Kendimi zorla kabul ettirdiğim ve beni pekte sevdiklerini düşünmediğim ev arkadaşlarım ile bu kabul edilme işini konuştuğumda " Sonunda seninde bu evde bir işe yaradığını görmek güzel bu ay bütün masraflar senden aylardır bir katkın yok" gibi ortak bir karara varmışlardı. Haklılardı onlara kızamıyorum. Beni kovabilirlerdi en azından bunu yapmamışlardı. Kahvaltı sofrasını topladıktan sonra acele ile hazırlanmaya başladım ne de olsa ilk iş günümdü ve geç kalmak en son isteyeceğim bir şeydi. Dolabımdan lisede mezuniyetimde giydiğim elbiseyi çıkardım sanırım bunu giymemde bir sakınca yoktu sonuçta en az mezun olmam kadar önemli bir gündü benim için. Zaten elbisem abartılı olmadığı için günlükte giyilebilirdi bende bunu düşünerek almıştım elbiseyi. Beyaz dizlerimin hemen üstünde biten ince askılı düz fazla gösterişli olmayan elbisemi üzerime geçirerek beyaz spor ayakkabımı da giydim. Saçlarım uzundu ve ben bunu seviyordum. Belime kadar uzanan boyları vardı. Ne çok koyu ne de çok açık sarıydı. Saçlarımı da hallettikten sonra hazırdım. Koşarak durağa geldim araba yolculuklarını her zaman sevmişimdir kulaklığı takarak camdan dışarıyı izlemek beni bir süreliğine de olsa bu Dünyadan alıp başka diyarlara gitmemi sağlar. Yine kulaklığımı takarak başka düşüncelere dalmıştım ki çok geçmeden ineceğim yere gelmiştim.

"Kaptan inecek var."

Otobüsün yavaşlaması ile yerimden kalktım ve kendimi dışarıya attım. Havalar soğumaya başlıyordu bunu yüzüme temas eden rüzgardan anlayabiliyordum. Yavaş yavaş kaderimin değişeceği yere ilerliyordum. Tam 145 adım. Yani durak ve hastahane arası. ÖZEL VARDAR HASTAHANESİ başta devasa yapı ve özel bir yer olması beni rahatsız etse de içinde yüzlerce insanın iyileştiğini bilmek ön yargılarımı yıkmıştı. O muhteşem kapıdan yine tek seferde ve sağ salim geçerek kendimi içeriye atmıştım.
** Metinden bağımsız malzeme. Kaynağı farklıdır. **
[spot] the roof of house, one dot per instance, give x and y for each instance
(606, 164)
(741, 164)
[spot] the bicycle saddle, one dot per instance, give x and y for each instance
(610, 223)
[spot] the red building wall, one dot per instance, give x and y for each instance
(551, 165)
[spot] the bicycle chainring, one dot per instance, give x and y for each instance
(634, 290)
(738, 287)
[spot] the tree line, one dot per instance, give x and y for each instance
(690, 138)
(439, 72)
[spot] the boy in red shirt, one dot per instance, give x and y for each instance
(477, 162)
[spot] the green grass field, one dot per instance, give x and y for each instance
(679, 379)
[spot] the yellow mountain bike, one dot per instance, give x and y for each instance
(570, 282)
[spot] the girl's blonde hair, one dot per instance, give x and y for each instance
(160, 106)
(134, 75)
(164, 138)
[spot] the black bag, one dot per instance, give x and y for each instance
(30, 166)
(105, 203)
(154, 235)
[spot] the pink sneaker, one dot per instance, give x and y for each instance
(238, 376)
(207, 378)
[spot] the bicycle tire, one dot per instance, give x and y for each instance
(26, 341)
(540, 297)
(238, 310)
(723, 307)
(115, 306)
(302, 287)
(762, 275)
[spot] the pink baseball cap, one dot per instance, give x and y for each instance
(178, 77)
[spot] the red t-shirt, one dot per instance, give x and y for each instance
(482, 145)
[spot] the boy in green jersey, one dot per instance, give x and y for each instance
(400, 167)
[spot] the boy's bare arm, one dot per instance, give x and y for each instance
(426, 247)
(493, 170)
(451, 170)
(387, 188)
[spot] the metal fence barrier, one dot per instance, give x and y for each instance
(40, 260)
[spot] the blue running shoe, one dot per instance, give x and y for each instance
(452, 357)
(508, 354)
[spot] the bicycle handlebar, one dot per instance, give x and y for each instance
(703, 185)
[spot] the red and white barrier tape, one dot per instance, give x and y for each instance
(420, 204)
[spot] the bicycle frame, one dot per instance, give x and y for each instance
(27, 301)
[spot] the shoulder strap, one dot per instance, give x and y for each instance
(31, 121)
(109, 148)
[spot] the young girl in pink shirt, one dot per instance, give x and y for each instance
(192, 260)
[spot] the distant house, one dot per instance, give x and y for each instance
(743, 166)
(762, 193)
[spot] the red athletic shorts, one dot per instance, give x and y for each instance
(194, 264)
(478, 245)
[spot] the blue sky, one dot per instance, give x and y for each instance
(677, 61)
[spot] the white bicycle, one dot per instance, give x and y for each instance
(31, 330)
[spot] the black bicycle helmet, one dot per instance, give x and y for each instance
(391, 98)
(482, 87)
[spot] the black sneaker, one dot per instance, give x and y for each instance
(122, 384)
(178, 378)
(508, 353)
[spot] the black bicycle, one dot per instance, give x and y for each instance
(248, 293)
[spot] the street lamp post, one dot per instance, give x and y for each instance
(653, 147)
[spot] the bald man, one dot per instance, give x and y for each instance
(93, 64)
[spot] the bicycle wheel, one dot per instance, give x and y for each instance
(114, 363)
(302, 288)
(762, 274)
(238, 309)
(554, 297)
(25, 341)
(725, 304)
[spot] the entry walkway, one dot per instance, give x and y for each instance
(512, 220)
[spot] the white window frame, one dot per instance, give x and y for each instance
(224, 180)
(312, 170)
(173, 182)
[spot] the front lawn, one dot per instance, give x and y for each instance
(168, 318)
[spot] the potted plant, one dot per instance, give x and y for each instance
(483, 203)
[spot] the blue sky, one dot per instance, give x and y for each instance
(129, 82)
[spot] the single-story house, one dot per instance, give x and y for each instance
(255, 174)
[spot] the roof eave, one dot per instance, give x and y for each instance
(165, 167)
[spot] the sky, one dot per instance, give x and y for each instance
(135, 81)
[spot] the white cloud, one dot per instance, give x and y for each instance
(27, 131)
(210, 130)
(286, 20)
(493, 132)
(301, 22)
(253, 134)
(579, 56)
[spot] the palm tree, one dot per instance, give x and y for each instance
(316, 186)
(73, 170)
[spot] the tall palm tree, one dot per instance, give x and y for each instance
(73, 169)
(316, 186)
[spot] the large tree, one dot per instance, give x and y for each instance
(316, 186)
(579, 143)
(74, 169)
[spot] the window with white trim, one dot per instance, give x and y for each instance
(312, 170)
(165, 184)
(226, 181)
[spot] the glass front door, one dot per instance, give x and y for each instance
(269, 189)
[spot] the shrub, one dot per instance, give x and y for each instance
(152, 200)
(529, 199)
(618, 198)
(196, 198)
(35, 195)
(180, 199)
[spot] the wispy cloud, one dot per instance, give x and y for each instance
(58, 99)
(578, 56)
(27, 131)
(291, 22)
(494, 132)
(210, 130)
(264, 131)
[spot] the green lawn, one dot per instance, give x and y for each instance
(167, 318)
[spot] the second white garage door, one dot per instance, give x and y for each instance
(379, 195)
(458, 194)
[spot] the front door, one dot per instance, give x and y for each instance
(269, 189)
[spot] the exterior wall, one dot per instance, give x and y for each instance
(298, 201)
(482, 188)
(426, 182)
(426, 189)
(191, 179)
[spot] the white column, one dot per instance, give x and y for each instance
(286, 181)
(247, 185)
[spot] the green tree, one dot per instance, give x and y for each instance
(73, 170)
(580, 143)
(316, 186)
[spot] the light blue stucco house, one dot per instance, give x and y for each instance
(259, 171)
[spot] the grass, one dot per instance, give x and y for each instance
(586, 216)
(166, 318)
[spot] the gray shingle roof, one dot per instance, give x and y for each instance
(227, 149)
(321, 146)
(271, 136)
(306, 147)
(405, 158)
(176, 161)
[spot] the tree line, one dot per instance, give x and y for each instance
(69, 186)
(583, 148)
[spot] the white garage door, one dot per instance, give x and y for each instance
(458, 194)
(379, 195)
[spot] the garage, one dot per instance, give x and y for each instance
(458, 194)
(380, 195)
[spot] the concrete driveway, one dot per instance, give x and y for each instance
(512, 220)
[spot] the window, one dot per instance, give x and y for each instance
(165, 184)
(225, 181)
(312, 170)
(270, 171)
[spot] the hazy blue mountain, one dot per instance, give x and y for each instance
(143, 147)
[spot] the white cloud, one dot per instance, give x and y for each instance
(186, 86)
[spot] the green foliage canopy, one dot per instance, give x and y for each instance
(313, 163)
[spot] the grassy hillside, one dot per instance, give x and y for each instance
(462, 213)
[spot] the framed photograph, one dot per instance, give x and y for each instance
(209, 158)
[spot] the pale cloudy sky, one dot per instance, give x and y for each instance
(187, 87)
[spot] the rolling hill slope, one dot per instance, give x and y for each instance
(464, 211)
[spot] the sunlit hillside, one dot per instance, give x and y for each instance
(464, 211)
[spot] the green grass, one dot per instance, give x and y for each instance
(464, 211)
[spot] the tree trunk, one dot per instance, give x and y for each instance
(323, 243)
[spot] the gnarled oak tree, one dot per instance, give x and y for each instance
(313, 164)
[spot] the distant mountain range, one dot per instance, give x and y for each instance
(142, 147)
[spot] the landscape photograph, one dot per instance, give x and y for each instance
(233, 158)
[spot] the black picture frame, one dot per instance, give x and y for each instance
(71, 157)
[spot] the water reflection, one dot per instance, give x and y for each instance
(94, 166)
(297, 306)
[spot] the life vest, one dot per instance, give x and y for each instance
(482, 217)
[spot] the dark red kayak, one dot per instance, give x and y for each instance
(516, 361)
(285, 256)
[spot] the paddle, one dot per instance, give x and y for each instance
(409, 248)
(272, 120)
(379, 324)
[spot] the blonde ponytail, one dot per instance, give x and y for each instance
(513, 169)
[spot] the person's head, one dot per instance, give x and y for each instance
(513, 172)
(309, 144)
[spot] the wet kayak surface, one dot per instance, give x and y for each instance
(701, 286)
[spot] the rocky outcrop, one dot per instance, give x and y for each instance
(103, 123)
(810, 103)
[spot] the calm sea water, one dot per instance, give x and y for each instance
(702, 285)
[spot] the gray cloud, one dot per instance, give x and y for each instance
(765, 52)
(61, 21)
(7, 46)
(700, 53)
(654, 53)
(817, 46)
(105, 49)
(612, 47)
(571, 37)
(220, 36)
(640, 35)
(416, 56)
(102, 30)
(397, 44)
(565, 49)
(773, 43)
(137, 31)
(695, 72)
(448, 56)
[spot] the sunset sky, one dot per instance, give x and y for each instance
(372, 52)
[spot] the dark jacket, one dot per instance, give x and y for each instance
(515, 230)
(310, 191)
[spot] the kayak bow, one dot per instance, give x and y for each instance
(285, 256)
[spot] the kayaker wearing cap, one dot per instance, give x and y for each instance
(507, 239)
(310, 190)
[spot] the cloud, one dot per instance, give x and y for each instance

Gerçekten şu hastaneye neden bu kapı. Doktorun yani Özlem Hanım'ın bana söylediği soyunma odasına girerek gerekli kıyafetleri giymeye başladım. İşim bittiğinde aynadan kendime son kez baktığımda:

" Vay be Açelya sende bir gün doktor olacaksın deseler inanmazdın ama bak şimdi doktorun yanında çalışmaya başlıyorsun ve Tıp Fakültesinde okuyorsun sende de iş var he " gibi kendimle konuşmamı da tamamladıktan sonra artık çıkmak için kapıyı açmıştım ki sert bir cisimle karşılaşmayı beklemediğim için çarpışma kaçınılmaz olmuştu. Çarpmanın verdiği sinirle:

" Önüne baksana" diye biraz yüksek sesle çıksa da sonunda sesimi çıkarabilmiştim.

O ise beni duymamış gibi " Geliyor." dedi .

"Kim geliyor ? Aman benimde kafamı karıştırdın çekilir misin işim var ."

"Bak işin neyse bekleyebilir lütfen elimi tut tamam mı sonra ne istersen yaparım senin için sen sadece elimi tut."

"Deli misin arkadaşım ben niye tanımadığım adamın elini tutuyorum. Saçma fikirlerini de al çekil önümden."

"Lütfen bak seni tehdit etmek istemiyorum ama ya elimi tutup ne dersem beni onaylarsın ya da seni öperim ama masumca bir öpüş olmaz."

Ukala herif kendini ne sanıyordu. Benim onun istediğini yapacağımı nasıl düşünürdü. Sersem kıyafetine bakılırsa zengindi. Resmen zengin olduğunu belli etmek için üstün bir çaba sarf ettiğini kıyafetlerinden anlamak mümkündü. Tipi idare ederdi ama bu yaptığı tehditi değiştirmezdi ayrıca bu aptal yüzünden geç kalıyordum.

" Başlıyoruz."

"Ne neye başlıyoruz hayır beni öpemezsin."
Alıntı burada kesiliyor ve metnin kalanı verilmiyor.